Il y a une idée fixe chez les chrétiens sionistes, c'est le souhait d’un retour imminent du Christ sur terre, raison pour laquelle il faudrait provoquer l'Apocalypse pour hâter son retour. Munther Isaac répond : mais pourquoi voulez-vous que le Christ revienne, puisqu’il a dit tout ce qu’il avait à dire lorsqu’il est venu et qu’il nous appartient, à nous les humains, d’appliquer son message de paix et de justice ?

Nicolas Guérin :

Dans la tradition catholique, c'est l’opposition célèbre entre « déjà » et « pas encore ». En fait, pour nous, le « retour » du Christ a lieu chaque fois que nous célébrons l'eucharistie. Nous ne sommes pas sans cesse renvoyés à l'eschatologie.

Patrice Rolin :

A mon avis, quand on parle de l'eschatologie, c'est à dire des choses dernières, on fait toujours l'erreur d’interpréter le mot « dernier » chronologiquement. Il faudrait plutôt comprendre « en dernier ressort », c'est-à-dire ce qu'il y a de plus fondamental. Si on regarde la plupart des textes eschatologiques de la Bible, y compris l'Apocalypse, ils ne parlent pas de l'avenir mais de nos combats présents du point de vue de l'imaginaire, du but à atteindre.
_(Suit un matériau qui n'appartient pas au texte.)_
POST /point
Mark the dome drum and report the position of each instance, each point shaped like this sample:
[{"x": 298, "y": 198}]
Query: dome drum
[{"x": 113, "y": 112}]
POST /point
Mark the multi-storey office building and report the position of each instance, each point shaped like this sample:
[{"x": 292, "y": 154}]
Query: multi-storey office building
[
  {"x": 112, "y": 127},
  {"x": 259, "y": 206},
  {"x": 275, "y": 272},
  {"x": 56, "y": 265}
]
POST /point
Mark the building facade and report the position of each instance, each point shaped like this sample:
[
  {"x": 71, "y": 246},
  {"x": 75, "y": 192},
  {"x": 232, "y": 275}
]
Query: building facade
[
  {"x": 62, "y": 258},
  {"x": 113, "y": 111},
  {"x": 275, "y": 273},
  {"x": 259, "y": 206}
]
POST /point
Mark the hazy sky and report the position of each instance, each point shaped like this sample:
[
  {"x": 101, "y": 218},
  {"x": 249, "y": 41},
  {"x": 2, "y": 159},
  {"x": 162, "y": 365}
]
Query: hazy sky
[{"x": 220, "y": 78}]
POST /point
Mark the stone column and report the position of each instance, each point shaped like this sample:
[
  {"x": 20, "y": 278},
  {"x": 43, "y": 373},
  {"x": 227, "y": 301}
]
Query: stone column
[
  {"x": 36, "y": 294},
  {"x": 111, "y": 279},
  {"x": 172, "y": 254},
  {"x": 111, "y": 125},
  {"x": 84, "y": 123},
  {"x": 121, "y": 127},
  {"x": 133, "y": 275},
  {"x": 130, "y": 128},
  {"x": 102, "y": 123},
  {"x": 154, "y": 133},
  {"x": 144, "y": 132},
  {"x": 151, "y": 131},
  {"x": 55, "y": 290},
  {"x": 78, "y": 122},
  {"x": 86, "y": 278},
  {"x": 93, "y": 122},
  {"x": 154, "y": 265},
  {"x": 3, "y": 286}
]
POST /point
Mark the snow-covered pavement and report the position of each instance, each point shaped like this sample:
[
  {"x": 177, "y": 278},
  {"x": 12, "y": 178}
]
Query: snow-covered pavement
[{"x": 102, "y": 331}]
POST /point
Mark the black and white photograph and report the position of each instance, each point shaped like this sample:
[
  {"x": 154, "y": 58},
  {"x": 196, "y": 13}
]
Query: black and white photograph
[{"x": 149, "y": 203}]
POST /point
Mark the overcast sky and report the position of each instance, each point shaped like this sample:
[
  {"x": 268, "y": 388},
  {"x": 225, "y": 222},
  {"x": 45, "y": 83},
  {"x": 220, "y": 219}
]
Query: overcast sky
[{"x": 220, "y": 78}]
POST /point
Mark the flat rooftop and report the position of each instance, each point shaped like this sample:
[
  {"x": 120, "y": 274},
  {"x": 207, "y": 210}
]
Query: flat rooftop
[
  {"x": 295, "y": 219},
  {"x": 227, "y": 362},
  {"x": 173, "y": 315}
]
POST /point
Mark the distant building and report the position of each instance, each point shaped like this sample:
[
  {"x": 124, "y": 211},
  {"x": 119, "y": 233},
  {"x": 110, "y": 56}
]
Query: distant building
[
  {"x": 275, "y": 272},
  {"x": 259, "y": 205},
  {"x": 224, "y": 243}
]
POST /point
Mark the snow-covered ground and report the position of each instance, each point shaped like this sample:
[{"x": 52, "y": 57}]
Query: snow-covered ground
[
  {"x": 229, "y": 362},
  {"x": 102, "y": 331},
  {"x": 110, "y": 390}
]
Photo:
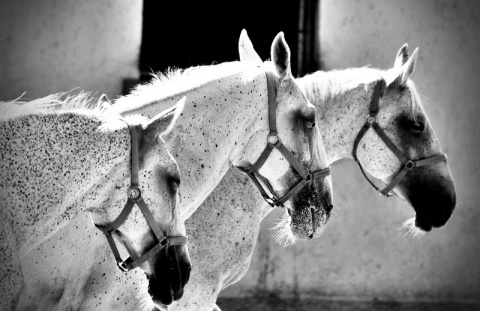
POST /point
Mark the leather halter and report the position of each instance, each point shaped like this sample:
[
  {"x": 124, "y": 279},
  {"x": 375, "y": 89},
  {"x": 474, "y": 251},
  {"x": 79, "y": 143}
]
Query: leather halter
[
  {"x": 135, "y": 197},
  {"x": 273, "y": 141},
  {"x": 407, "y": 164}
]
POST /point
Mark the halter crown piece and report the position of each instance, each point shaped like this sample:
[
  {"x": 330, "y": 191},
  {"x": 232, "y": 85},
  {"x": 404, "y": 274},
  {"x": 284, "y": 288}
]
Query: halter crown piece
[
  {"x": 135, "y": 197},
  {"x": 273, "y": 141},
  {"x": 407, "y": 164}
]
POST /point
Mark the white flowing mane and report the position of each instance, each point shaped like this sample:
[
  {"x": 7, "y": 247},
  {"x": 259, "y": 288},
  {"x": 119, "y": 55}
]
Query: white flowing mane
[
  {"x": 176, "y": 81},
  {"x": 83, "y": 102},
  {"x": 327, "y": 85}
]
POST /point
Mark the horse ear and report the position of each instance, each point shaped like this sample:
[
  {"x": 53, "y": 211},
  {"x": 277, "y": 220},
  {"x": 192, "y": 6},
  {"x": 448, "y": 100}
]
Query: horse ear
[
  {"x": 402, "y": 56},
  {"x": 280, "y": 54},
  {"x": 246, "y": 50},
  {"x": 407, "y": 69},
  {"x": 163, "y": 123}
]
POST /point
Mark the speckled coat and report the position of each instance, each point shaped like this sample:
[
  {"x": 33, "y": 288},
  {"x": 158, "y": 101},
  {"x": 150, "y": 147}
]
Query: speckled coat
[{"x": 55, "y": 165}]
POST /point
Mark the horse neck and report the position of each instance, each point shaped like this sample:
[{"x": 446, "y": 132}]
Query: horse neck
[
  {"x": 56, "y": 166},
  {"x": 342, "y": 103},
  {"x": 215, "y": 127}
]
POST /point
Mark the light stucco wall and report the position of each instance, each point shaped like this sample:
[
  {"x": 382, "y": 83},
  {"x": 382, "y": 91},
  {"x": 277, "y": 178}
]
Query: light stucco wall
[
  {"x": 362, "y": 255},
  {"x": 49, "y": 46}
]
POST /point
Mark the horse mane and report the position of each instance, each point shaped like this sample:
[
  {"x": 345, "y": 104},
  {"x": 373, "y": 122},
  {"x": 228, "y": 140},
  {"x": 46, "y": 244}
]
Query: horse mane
[
  {"x": 326, "y": 85},
  {"x": 175, "y": 81},
  {"x": 82, "y": 102}
]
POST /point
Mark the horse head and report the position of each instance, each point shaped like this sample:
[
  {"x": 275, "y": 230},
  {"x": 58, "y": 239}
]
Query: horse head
[
  {"x": 309, "y": 205},
  {"x": 415, "y": 165},
  {"x": 154, "y": 233}
]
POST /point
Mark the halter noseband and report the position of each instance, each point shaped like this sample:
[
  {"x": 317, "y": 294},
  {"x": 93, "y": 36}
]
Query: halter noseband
[
  {"x": 273, "y": 141},
  {"x": 135, "y": 197},
  {"x": 407, "y": 164}
]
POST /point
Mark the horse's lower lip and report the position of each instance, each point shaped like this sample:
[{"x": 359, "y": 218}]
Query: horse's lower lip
[
  {"x": 161, "y": 306},
  {"x": 423, "y": 224}
]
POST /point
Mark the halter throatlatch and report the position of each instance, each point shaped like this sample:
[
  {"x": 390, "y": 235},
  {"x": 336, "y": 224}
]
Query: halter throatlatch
[
  {"x": 407, "y": 164},
  {"x": 135, "y": 197},
  {"x": 273, "y": 141}
]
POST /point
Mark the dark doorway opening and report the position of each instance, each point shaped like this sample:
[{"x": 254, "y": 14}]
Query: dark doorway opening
[{"x": 182, "y": 34}]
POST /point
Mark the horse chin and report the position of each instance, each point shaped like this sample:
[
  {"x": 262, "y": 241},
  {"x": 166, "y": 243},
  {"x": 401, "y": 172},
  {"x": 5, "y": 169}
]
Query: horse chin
[{"x": 423, "y": 223}]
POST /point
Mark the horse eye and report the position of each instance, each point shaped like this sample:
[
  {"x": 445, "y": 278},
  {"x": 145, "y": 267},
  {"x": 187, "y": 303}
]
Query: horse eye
[{"x": 417, "y": 126}]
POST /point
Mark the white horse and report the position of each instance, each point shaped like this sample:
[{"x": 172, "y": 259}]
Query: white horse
[
  {"x": 226, "y": 121},
  {"x": 343, "y": 100},
  {"x": 60, "y": 159}
]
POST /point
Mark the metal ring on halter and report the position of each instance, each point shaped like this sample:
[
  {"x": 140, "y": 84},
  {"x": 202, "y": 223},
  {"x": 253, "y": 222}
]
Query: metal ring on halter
[
  {"x": 409, "y": 165},
  {"x": 371, "y": 119},
  {"x": 272, "y": 139},
  {"x": 133, "y": 192}
]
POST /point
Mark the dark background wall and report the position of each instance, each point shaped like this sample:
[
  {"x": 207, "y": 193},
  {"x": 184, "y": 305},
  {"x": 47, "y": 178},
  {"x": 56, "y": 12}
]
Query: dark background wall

Chaque fois que les disciples demandent à Jésus : « Dis-nous quand ces choses vont arriver », il part dans un nuage de fumée sur tous les clichés apocalyptiques et à la fin il les ramène au présent en disant :« Aujourd'hui veillez et priez ». C’est la même chose avec Paul qui répond aux Thessaloniciens qui s'inquiètent de l'avenir : « Pour ce qui est d'aujourd'hui, édifiez-vous les uns les autres, c'est déjà assez ». Paul utilise toujours l’eschatologie non pas pour spéculer sur la fin des temps mais pour dire ce que ça signifie pour nous aujourd'hui.

Nicolas Guérin :

Il est clair aussi que l'Apocalypse a été écrite pour encourager les communautés chrétiennes de la fin du premier siècle.

FIN

1 Voir la déclaration Église et Israël (2001) de la Concorde de Leuenberg, charte fondamentale qui établit et réalise l’unité de l’Église entre les traditions de la Réforme en Europe depuis 1973.

2 Un des « nouveaux historiens » israéliens.

3 Colloque « Israël dans la Bible et l’État d’Israël aujourd’hui - Des chrétiennes et des chrétiens d’ici et de là-bas s’interrogent », organisé par Amis de Sabeel France à l’Institut protestant de théologie (Paris, 24 novembre 2018).